Когда они зашли в комнату к Марианне, Рулон обратил внимание на незаправленную кровать. Запах цветов наполнял ароматом квартиру.
Они прошли на кухню, Рулон сел за стол и смотрел, как Марианна готовит какао и достает из шкафа фарфоровые чашечки, расписанные замысловатыми узорами с позолотой. В состоянии медитации он наблюдал за тем, как жидкость переливается в чашку. Марианна уже повеселела. Они пили какао, смеялись и болтали, вспоминая сегодняшний учебный день и его происшествия.
Подойдя к Рулону и положив свои нежные руки ему на плечи, Марианна ласково спросила:
— Сколько тебе заплатил Витенька, чтобы ты это сказал Курану?
— Да он обещал в понедельник, — хотел схитрить Рулон.
Он с интересом рассматривал длинные ногти Марианны, на которых красовались золотистые наклейки.
— Врешь, — лукаво сказала Марианна, прижавшись к Рулону, — дал тебе тройку, правда?
— Больше у него не было, — решил подыграть Рулон, обрадовавшись тем, что она назвала не очень большую цифру.
— Значит, пятерку.

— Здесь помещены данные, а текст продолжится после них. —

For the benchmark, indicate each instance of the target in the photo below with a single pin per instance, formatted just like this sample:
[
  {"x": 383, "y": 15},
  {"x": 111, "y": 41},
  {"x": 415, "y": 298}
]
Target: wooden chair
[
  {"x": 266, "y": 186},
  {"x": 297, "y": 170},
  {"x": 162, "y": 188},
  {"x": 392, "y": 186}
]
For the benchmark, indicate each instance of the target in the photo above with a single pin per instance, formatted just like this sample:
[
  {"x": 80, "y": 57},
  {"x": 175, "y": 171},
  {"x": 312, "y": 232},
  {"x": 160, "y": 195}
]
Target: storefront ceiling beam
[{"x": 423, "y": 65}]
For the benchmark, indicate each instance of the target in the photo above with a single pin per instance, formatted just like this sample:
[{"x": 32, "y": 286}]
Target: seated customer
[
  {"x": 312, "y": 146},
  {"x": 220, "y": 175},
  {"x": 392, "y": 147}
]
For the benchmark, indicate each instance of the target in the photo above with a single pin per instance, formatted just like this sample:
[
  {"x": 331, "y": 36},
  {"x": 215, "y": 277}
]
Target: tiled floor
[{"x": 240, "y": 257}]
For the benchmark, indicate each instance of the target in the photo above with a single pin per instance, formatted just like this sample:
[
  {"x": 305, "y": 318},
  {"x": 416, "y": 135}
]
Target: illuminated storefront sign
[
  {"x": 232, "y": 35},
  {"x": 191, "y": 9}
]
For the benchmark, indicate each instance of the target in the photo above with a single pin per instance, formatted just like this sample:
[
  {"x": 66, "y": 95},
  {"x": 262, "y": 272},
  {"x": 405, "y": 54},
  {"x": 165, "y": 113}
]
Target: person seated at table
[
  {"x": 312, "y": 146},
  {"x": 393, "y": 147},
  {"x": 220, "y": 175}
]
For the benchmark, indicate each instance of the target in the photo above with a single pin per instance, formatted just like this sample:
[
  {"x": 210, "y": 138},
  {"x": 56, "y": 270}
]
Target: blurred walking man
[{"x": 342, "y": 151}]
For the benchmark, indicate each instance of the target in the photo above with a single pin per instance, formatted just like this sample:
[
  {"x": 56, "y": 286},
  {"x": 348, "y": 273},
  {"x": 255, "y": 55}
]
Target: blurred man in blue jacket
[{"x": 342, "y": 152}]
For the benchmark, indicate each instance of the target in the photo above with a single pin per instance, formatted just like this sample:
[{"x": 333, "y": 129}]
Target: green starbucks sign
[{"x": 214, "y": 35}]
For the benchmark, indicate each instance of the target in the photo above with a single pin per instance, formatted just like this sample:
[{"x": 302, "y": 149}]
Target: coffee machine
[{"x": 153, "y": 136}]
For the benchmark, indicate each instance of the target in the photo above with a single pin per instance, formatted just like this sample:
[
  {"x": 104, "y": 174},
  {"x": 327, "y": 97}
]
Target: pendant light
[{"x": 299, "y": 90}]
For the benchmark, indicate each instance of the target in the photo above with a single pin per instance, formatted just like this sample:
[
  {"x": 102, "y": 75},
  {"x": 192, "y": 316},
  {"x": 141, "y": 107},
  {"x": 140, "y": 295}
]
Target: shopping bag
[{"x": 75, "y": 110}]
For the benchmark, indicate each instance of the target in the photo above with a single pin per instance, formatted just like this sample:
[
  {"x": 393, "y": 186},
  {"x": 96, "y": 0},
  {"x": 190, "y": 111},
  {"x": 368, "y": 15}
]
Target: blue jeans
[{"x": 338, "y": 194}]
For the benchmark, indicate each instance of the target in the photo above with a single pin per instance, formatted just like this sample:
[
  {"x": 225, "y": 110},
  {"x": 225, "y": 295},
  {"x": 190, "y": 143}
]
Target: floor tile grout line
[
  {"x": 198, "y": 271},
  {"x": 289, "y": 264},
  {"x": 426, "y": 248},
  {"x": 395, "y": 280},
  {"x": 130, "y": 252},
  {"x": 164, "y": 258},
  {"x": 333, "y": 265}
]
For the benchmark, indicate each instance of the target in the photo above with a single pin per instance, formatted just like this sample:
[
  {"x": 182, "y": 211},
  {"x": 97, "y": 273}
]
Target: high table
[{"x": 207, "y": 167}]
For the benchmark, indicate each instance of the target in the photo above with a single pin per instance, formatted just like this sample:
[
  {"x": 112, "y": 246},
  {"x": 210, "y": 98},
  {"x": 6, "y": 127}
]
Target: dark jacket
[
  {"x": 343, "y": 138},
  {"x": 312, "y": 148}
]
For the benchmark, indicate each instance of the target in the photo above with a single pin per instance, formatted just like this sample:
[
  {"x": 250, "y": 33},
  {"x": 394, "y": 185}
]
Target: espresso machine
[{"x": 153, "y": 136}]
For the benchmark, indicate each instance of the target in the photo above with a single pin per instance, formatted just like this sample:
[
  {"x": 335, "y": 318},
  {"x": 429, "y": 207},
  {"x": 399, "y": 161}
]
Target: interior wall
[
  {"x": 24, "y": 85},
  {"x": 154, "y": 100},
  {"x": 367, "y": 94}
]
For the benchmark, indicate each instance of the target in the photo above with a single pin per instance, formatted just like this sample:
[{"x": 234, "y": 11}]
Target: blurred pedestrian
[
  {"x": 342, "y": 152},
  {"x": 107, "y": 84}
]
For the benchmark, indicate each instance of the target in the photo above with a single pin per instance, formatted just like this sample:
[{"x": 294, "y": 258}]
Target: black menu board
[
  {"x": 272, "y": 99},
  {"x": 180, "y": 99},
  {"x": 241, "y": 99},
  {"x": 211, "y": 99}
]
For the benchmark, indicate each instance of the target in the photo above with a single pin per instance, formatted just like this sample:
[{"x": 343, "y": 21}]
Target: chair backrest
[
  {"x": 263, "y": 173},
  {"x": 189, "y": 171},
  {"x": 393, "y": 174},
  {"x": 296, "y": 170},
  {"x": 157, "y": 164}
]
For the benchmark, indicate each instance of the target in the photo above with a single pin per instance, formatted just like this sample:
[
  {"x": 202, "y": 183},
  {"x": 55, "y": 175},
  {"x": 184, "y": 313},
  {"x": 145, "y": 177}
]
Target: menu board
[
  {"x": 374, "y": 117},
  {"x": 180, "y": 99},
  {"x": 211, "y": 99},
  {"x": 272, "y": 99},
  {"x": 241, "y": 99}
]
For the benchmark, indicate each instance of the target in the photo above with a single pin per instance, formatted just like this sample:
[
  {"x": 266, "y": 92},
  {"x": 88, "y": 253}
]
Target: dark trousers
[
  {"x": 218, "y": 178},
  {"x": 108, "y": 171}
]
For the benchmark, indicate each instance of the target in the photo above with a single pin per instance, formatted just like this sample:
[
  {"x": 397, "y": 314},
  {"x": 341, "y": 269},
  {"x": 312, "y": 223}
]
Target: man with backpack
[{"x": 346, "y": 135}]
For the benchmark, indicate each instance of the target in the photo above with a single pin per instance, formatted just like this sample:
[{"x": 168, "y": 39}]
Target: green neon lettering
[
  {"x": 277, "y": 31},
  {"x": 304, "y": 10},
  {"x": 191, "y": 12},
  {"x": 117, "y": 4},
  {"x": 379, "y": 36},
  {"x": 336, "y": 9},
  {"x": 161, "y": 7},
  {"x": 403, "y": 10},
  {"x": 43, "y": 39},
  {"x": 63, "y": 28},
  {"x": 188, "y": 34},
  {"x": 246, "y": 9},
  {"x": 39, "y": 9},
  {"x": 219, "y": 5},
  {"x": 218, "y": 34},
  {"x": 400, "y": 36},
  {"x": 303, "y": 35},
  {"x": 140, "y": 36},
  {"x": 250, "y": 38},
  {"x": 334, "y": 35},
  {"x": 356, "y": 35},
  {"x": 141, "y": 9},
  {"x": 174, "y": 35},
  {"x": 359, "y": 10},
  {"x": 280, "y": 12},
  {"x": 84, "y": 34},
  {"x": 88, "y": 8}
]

Или больше? — играла она, пристально глядя Рулону в глаза.
— Нет-нет, пятерку точно, — поспешил подтвердить Рулон, вынужденный сознаться.

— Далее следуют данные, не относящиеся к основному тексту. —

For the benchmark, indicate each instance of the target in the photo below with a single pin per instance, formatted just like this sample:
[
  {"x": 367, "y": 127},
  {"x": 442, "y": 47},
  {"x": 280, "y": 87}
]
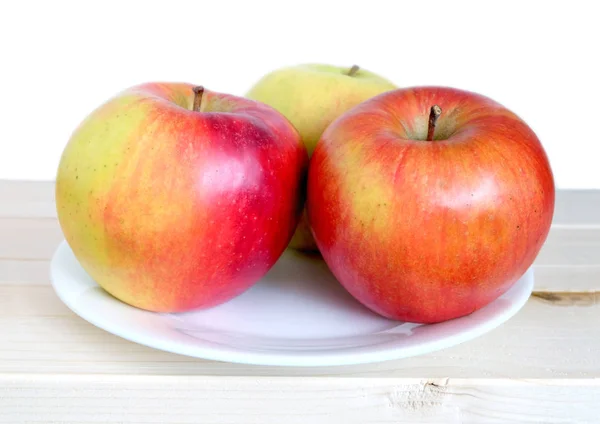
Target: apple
[
  {"x": 174, "y": 198},
  {"x": 311, "y": 96},
  {"x": 428, "y": 203}
]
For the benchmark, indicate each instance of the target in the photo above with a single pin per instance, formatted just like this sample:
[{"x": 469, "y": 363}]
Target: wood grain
[
  {"x": 549, "y": 338},
  {"x": 146, "y": 399}
]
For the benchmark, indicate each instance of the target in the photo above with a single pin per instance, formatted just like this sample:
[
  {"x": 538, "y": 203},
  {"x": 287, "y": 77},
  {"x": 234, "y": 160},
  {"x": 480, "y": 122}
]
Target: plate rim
[{"x": 525, "y": 284}]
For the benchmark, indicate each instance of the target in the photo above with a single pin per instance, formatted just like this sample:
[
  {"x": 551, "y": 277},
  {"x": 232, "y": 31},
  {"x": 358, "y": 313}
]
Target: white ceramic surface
[{"x": 298, "y": 315}]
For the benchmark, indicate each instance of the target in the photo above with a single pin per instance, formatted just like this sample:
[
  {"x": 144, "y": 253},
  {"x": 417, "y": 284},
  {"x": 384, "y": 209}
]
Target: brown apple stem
[
  {"x": 198, "y": 92},
  {"x": 353, "y": 70},
  {"x": 434, "y": 114}
]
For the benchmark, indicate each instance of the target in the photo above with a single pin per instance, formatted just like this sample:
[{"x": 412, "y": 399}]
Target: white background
[{"x": 59, "y": 60}]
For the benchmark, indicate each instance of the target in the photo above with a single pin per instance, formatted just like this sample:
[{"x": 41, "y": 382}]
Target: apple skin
[
  {"x": 427, "y": 231},
  {"x": 311, "y": 96},
  {"x": 170, "y": 209}
]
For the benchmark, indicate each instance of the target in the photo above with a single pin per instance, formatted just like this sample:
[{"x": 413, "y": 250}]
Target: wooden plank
[
  {"x": 147, "y": 399},
  {"x": 551, "y": 337}
]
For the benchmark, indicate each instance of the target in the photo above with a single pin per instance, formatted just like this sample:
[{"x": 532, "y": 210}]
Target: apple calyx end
[{"x": 352, "y": 71}]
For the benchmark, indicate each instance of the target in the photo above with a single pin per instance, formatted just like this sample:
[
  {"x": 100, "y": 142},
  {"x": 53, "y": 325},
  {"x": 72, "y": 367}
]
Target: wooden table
[{"x": 541, "y": 366}]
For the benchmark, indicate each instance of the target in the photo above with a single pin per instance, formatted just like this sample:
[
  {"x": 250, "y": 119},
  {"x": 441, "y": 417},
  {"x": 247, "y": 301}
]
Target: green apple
[{"x": 312, "y": 96}]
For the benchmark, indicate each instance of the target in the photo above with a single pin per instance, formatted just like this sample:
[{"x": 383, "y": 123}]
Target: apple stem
[
  {"x": 353, "y": 70},
  {"x": 434, "y": 114},
  {"x": 198, "y": 92}
]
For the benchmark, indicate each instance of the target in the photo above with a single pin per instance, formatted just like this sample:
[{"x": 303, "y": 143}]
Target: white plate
[{"x": 298, "y": 315}]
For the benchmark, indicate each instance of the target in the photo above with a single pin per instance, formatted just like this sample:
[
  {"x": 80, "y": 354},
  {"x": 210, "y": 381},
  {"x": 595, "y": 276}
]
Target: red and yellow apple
[
  {"x": 425, "y": 218},
  {"x": 311, "y": 96},
  {"x": 174, "y": 198}
]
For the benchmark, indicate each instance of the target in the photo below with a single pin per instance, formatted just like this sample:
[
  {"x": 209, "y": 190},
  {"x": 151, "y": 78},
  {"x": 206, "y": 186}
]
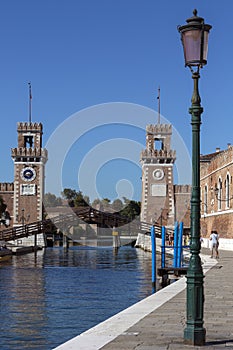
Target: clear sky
[{"x": 79, "y": 54}]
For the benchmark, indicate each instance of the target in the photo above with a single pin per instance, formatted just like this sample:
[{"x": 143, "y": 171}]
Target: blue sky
[{"x": 78, "y": 54}]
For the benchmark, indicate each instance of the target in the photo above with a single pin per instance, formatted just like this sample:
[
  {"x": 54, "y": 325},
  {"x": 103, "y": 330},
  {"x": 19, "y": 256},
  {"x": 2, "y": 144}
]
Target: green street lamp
[{"x": 194, "y": 37}]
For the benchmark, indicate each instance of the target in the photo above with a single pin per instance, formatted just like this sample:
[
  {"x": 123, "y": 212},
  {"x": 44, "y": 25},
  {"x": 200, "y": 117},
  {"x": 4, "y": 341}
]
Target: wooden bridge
[{"x": 87, "y": 215}]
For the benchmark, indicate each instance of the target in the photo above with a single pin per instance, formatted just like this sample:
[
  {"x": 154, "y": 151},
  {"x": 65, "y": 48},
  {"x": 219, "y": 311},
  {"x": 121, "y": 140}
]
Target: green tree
[
  {"x": 68, "y": 194},
  {"x": 80, "y": 201},
  {"x": 117, "y": 205},
  {"x": 50, "y": 200},
  {"x": 131, "y": 208},
  {"x": 2, "y": 206}
]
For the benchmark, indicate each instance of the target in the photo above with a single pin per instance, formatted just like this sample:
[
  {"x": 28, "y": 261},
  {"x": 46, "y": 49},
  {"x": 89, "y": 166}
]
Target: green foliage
[
  {"x": 75, "y": 199},
  {"x": 50, "y": 200},
  {"x": 2, "y": 206},
  {"x": 117, "y": 205},
  {"x": 131, "y": 208}
]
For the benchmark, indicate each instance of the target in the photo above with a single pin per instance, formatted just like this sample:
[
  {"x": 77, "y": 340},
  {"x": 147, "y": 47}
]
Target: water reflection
[{"x": 50, "y": 297}]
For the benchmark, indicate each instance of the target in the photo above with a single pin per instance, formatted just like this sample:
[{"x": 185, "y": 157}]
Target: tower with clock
[
  {"x": 157, "y": 162},
  {"x": 29, "y": 171}
]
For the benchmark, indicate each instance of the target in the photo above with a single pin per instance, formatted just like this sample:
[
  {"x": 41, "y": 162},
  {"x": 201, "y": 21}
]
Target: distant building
[
  {"x": 217, "y": 193},
  {"x": 24, "y": 197},
  {"x": 162, "y": 201}
]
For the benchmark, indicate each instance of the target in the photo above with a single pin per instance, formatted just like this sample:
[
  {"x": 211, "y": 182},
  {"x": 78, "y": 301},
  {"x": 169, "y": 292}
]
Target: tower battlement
[
  {"x": 32, "y": 127},
  {"x": 6, "y": 187},
  {"x": 159, "y": 128}
]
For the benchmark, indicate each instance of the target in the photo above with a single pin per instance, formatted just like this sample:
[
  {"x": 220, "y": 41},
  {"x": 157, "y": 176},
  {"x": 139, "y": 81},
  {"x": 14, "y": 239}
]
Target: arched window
[
  {"x": 205, "y": 199},
  {"x": 227, "y": 191},
  {"x": 219, "y": 194}
]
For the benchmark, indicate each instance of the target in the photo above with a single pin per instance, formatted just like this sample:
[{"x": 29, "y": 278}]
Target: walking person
[{"x": 214, "y": 243}]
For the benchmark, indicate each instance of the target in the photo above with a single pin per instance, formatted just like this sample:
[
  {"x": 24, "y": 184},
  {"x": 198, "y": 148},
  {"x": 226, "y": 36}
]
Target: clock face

— Сердце твое говорит мне правду, хотя ты и пытаешься меня одурачить, — говоря это, она взяла Рулона за руку в том месте, где бился его пульс.
— Как ты научилась это делать? — спросил Рул.
— очень просто, дорогой. Когда ты сам много врешь самому себе, мечтаешь, фантазируешь, тебя легко обмануть словами, т. к. ты веришь в них, веришь в слова, но, когда ты перестанешь лгать самому себе, ты будешь видеть ложь и правду в других. Ты поймешь, что пульс, взгляд, дыхание и тембр речи, ее интонация четко говорят, где правда, а где ложь, и ты будешь верить не в слова, а в ощущения, предчувствия. Но пока ты наёбываешь сам себя, веря в то, что тебе кажется приятным, ты никогда не отличишь правду от лжи, т. к. ты не понимаешь разницы между ними, хотя бы в самом себе. Так что, не мечтай, не плавай в иллюзиях о самом себе, а чувствуй, чувствуй, как зверь, и ты не ошибешься.